For classification of hepatocyte precursor and hepatocyte genes, a public gene expression database (GEO GSE13149) of genes expressed sequentially from early to late stages of liver development was analyzed to identify genes enriched at different stages of development (23). Comparative Marker Selection (V10) in GenePattern (Broad Institute, Massachusetts Institute of Technology, Boston, Massachusetts, USA) (78) was used to find genes whose expression correlated with phenotype. Statistical significance was determined by the 1000 permutations test and an FDR (Benjamini-Hochberg) cutoff of less than 0.01. In a separate approach to identifying genes that were differentially expressed between HCC and paired nonmalignant liver, the average expression of each gene across 46 HCC samples and, separately, across 46 adjacent nonmalignant livers was calculated. Genes with average expression values in HCC (n = 46) that were less than 66% of the average expression value in nonmalignant liver (n = 46) were identified. To determine tissue expression (UNIGENE EST QUARTILE) associations, gene lists were uploaded into DAVID (79) to provide a ranked representation of tissue expression associations that were most saturated or “enriched” with the input gene lists. For analysis of public ChIP sequencing (ChIP-Seq) data, aligned H1 ESC H3K4me3 ChIP-Seq data (ENCFF775QSF) were imported, analyzed, and visualized using EaSeq and its suite of integrated tools; all values were normalized to reads per million per 1 kbp (80).

Wilcoxon rank sum and Student’s t tests were 2-sided and performed at the 0.05 significance level unless stated otherwise. SDs for each set of measurements were calculated and represented as y axis error bars on each graph. JMP Pro 10.0 or SAS statistical software was used to perform statistical analysis (SAS Institute Inc., http://www.jmp.com) including correlation analyses.

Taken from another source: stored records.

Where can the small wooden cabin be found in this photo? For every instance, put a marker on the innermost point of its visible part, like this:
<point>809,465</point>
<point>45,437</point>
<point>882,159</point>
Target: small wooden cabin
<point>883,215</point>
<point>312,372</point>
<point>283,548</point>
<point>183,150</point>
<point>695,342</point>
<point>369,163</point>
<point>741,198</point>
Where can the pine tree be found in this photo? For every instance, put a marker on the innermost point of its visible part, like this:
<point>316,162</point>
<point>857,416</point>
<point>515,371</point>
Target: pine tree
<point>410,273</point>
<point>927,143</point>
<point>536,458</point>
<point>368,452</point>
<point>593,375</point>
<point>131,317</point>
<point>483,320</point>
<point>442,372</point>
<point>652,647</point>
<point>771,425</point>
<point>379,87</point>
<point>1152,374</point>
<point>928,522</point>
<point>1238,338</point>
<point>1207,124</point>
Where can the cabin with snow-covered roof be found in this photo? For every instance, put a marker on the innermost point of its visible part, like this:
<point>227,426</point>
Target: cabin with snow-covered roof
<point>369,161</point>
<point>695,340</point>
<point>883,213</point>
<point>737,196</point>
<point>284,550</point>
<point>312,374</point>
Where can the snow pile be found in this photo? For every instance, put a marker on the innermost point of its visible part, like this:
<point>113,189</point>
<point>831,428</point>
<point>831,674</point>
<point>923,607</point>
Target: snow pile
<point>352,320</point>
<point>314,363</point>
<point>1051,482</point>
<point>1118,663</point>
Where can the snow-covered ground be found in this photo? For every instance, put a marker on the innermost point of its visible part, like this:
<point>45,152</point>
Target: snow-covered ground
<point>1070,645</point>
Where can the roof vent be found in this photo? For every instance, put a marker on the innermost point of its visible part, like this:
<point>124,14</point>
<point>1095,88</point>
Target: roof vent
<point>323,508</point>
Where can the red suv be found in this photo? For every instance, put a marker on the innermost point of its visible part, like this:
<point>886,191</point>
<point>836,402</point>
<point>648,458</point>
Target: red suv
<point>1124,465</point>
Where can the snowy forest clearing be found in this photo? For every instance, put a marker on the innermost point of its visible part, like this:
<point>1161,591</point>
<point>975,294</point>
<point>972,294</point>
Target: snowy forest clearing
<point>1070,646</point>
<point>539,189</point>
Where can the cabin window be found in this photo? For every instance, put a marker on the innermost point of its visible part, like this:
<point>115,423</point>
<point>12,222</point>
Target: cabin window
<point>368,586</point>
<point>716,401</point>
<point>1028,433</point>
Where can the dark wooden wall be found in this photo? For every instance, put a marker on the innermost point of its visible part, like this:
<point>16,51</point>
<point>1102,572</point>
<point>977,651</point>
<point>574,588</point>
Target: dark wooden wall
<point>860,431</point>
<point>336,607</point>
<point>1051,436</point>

Study approval. Human samples were obtained in the context of clinically indicated surgery and with written informed consent from patients in accordance with the Declaration of Helsinki and using protocols approved by the SingHealth Institutional Review Board at the National Cancer Centre Singapore; human HCC tumors and paired normal samples were surgically removed at the National Cancer Centre Singapore between 2008 and 2011. Animal studies were conducted at the Cleveland Clinic using protocols approved by the Cleveland Clinic IACUC.